The Right Message … At The Right Time … In The Right Way



Note:  I had fun with this op-ed which is inspired by European grumbling over the  “rowdy, rambunctious and spirited conduct” of members of the 1999 American Ryder Cup team and the fans supporting its play at the Brookline Country Club.

AS YOU WERE SAYING . . . Golf etiquette should land in the rough every so often

By Ross A. Muscato – October 2, 1999

First off, let me confess that through the years I have not been much of a golf fan. Most of my friends love the game, as either participants or spectators.

But golf never got me that excited. It just seemed so boring.
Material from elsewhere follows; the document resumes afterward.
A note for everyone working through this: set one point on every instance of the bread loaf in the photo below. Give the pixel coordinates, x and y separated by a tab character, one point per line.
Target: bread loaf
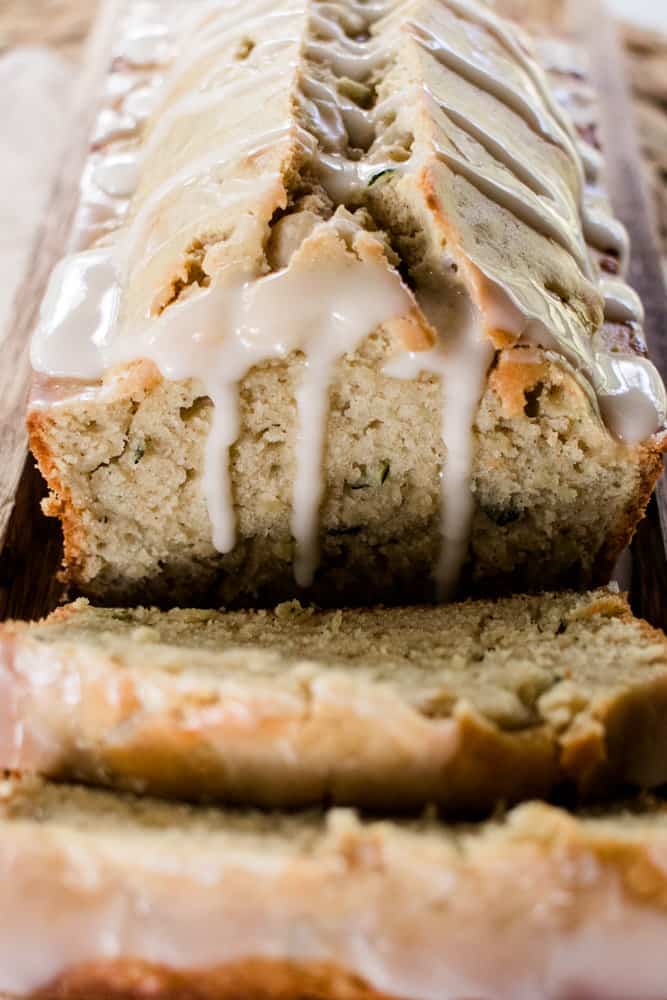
354	332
However, my indifference toward golf changed last Sunday as I watched televised coverage of the final day of the Ryder Cup. It was a transformation borne of a few elements: team competition that pitted the United States against Europe; a historic and gutsy comeback; a beautiful course; and, maybe the most significant element, the rowdy, rambunctious and spirited conduct of players and spectators – known as good old American enthusiasm.
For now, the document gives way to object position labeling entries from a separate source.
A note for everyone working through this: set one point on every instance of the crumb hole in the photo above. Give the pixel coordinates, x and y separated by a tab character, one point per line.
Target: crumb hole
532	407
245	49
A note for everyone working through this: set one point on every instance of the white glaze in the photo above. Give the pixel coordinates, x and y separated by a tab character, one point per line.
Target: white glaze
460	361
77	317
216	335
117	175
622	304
Yes, you read it correctly – I thought most of the yelling and screaming and dancing around was great. Golf etiquette be damned. Heck, I don’t even mind a little bit of heckling here and there – I emphasize a bit – from the gallery. As long as the guys playing are professionals, then they should just suck it up and play under the pressure that professional hockey, football, basketball and baseball players must play under. That’s part of the excitement – that’s part of sport.

Ted Williams used to say how bizarre that a golfer could expect absolute silence from the spectators while he endeavored, without intervention from an opponent, to hit a stationary ball – yet a batter in baseball could just as fairly expect the fans to be engaged in a deafening rant as he tried to make contact with a sphere traveling at of over 90 mph thrown by an adversary just 60 feet away.

OK, I will agree that any celebrations that hold up a putt or a drive are unsportsmanlike but everyone should just chill out about the dancing and screeching and hugs that don’t prevent an opponent from going about his business. American team member Tom Lehman nicely described the balance between acceptable and unacceptable enthusiasm when he said, concerning the mild melee that followed Justin Leonard dropping that monster 45-foot putt on the 17th hole: “There was never ill intent on anyone’s part. In retrospect, I wish we all had jumped up and down in place rather than on the side of the green. But I’m not going to apologize for being excited.”

As far as I’m concerned, what took place Sunday in Brookline was the best thing to happen to golf since, well, Tiger Woods.

And it’s no accident that golf was experienced something of a revolution here. You see, like politics and revenge, sports is an institution in which Bostonians revel, scrutinize and cultivate with a passion that you just don’t find in other places. Let’s remember, this is the town that prodded 13 colonies into a bloody battle for independence against, yes, a European power. Revolution and fireworks are in the blood of this region. And sniveling from those who hail from the other side of the pond has never gone over well in these parts.

Now I am not advocating that major golf tournaments devolve into something akin to a Miami Hurricane end zone celebration, or, even worse, a present-day English soccer match. But a little rah-rah, adrenaline and chest-thumping by fans and players can only make the sport more interesting.

Former [London] Telegraph editor W.F. Deedes showed a healthy perspective on the matter when he wrote: “I found myself feeling faintly jealous of America’s capacity for emotion. We shrug our shoulders a lot. They really care. They want to win. They hate to lose. And this carries them beyond a golf game at Brookline.”

Who knows, perhaps Deedes thinks that golf may in some way be enriched by its intersection with the events of this past week in Brookline. I know I sure do.

Ross A. Muscato is a writer and public relations consultant who lives in Jamaica Plain.